I started homebrewing because I really love beer.  Since I started keeping track I’ve had nearly 400 unique beers.  Now that I homebrew I can make beers that I want to drink, not just ones that are sitting on a shelf.  A coworker of mine started talking to me about homebrewing and to be honest, I was reluctant.  Mostly because I’m not the cleanest guy and the thought of sanitizing everything really scared me.  But then after my first batch I thought, this isn’t that bad and I didn’t ruin my beer.

I started out with a Christmas gift I asked my wife to get me; A Mr. Beer kit.  There are some out there that think Mr. Beer isn’t homebrew.  Well, they’re wrong.  I’m putting fermentables together and adding yeast to produce alcohol, so I’m homebrewing  If you’re interested in homebrewing, but are afraid like I was to get started I think it’s a fine choice.  you’re really only spending $40 or $50 on something as opposed to at starter kit which could run you $200.

Taking a stepped approach worked for me.  After two Mr. Beer kits I found someone selling a starter kit on Craiglist for $100.  It came with a primary bucket, carboy, brushes, hydrometer, and everything else I needed for my first ‘big boy’ brew.  I decided to go with an extract kit from my local homebrew store because I really didn’t have a good idea of what I was doing.  It was about $40 (the cheapest they had).  Low and behold, I didn’t ruin my beer.

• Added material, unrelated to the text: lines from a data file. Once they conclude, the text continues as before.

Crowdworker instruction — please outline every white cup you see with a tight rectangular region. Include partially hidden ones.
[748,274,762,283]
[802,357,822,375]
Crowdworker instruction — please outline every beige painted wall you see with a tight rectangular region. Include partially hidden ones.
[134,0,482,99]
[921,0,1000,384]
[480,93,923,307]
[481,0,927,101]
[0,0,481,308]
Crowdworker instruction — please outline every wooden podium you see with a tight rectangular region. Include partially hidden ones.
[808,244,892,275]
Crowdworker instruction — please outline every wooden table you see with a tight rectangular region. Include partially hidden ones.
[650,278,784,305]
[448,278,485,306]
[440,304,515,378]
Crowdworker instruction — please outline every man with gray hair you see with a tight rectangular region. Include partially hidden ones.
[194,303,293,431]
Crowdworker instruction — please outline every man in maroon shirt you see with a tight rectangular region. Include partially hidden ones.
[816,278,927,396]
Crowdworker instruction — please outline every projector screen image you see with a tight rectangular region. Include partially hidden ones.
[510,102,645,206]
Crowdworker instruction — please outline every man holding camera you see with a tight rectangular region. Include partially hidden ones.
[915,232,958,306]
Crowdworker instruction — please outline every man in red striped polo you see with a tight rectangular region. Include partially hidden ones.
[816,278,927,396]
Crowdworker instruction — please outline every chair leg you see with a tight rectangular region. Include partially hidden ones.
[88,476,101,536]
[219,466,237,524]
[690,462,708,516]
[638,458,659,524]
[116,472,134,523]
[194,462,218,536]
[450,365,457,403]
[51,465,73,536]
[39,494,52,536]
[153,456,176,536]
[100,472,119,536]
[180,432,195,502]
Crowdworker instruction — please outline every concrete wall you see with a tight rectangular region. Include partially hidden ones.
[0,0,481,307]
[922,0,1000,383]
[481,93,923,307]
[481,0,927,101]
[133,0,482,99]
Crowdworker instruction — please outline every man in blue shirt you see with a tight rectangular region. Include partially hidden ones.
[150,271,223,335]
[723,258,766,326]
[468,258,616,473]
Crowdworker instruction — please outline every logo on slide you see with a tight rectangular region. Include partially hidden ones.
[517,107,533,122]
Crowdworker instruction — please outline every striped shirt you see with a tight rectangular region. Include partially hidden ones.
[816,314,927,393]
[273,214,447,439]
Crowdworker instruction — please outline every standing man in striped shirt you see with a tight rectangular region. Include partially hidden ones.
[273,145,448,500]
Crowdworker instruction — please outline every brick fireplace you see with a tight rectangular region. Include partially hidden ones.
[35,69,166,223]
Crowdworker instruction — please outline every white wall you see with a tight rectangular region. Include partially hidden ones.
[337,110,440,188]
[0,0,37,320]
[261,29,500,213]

All of the items I bought for that first extract batch I’m still using today with my all-grain batches.  Over the summer I decided to go all-grain for a few reasons, but mostly for two: to continue to grow as a homebrewer and to save money on what I was spending on extracts.  My first all-grain batch was a Sierra Nevada clone from Brew365.com and it ran me $24 for the batch.  I dove right in and low and behold, I didn’t ruin my beer.

From there I started doing things like parti-gyles, washing yeast, milling grain, buying 50lb bags of grain, and buying hops in bulk.

This has been a great  year for me on so many levels and I’m glad your here to witness it.  I’m now going to crack open a bottle from my first batch I made a year ago in celebration.  In other words, I’m going to sit back, relax and have a homebrew.